Ferrari N.V. (NYSE/MTA: RACE) (“Ferrari” or the “Company”) today announces its consolidated preliminary results(2) for the third quarter and nine months ended September 30, 2021.
Benedetto Vigna, CEO of Ferrari, commented: “The strong third quarter results are an important step forward towards the upward revised 2021 guidance. The exceptional client relationships, fundamental in achieving the double digit growth in this quarter and year to date, are reflected in the record order intake worldwide, particularly in China and USA. These results together with the soundness of our vision and the team I am honoured to lead, make me look to the future with great confidence and optimism.”
Shipments totaled 2,750 units in the third quarter of 2021, up 437 units or 18.9% versus the prior year quarter.
Sales of 8 cylinder models (V8) were up 39.4%, while 12 cylinder models (V12) were down 35.1% mainly due to reduced volume of the 812 Superfast. The shipments of the quarter were driven by the range models, with the first deliveries of the SF90 Spider that began in the quarter, while the Portofino M entered the ramp up phase. The Ferrari Monza SP1 and SP2 continued to be delivered in line with planning.
All geographic regions positively contributed in the quarter. EMEA(4) increased by 1.6%, Americas(4) by 40.1%, Mainland China, Hong Kong and Taiwan by 109.2%, boosted by the arrival of new models in particular the Ferrari Roma and the SF90 Stradale, and Rest of APAC(4) by 21.1%
Net revenues for the third quarter 2021 were Euro 1,053 million, up 20.7% at constant currency(1).
Revenues from Cars and spare parts(5) were Euro 883 million (up 21.6% or 23.5% at constant currency(1) ), thanks to higher volume and positive product mix, together with strong contribution from personalizations.

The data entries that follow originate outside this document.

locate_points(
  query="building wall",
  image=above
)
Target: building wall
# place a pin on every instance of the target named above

The increase in Engines(6) revenues (Euro 55 million, up 24.8%, also at constant currency(1) ) was attributable to higher shipments to Maserati and, to a lesser extent, the rental of engines to other Formula 1 racing teams.
Sponsorship, commercial and brand(7) revenues reached Euro 95 million (up 1.3% or 5.8% at constant currency(1) ) mainly due to brand-related activities.

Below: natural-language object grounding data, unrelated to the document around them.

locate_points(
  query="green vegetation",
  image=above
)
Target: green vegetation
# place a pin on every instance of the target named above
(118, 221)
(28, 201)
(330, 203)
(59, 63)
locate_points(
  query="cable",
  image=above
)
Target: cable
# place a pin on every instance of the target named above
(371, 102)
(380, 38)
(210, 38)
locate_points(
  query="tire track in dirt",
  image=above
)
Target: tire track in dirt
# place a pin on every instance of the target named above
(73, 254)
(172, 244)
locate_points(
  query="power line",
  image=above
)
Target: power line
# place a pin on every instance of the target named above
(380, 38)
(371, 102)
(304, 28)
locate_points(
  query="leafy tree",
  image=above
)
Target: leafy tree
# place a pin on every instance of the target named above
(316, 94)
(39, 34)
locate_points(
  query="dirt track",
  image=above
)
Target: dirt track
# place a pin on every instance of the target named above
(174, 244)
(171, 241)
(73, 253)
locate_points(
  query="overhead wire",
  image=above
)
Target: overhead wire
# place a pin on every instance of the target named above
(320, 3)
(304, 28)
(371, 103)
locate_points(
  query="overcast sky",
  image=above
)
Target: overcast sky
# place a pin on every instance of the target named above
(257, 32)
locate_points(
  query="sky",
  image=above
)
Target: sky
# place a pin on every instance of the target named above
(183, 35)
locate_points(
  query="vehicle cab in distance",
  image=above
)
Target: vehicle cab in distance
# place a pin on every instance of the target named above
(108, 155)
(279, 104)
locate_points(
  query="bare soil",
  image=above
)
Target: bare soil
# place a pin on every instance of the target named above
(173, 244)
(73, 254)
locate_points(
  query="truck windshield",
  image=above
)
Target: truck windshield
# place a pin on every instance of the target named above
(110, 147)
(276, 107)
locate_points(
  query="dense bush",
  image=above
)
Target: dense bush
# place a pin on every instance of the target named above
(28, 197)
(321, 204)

Currency – including translation and transaction impacts as well as foreign currency hedges – had a negative impact of Euro 15 million, mostly related to FX hedges.
Subsequent Events
Multi-year share repurchase program: completion of the fourth tranche and announcement of the fifth tranche
On October 4, 2021, Ferrari N.V. informed that it had completed on September 30, 2021 the Fourth Tranche of the multi-year share repurchase program. On the same date, the Company announced the continuation of its already disclosed program with a Fifth Tranche of up to Euro 150 million from October 5, 2021 to no later than March 31, 2022.
Share repurchase program
Under the common share repurchase program, from October 5, 2021 to October 28, 2021, the Company purchased a further 111,495 common shares for a total consideration of Euro 20.9 million. At October 28, 2021 the Company held in treasury an aggregate of 9,884,398 common shares. As of the same date, the Company held 3.84% of the total issued share capital including the common shares and the special voting shares, net of shares assigned under the Company’s equity incentive plan.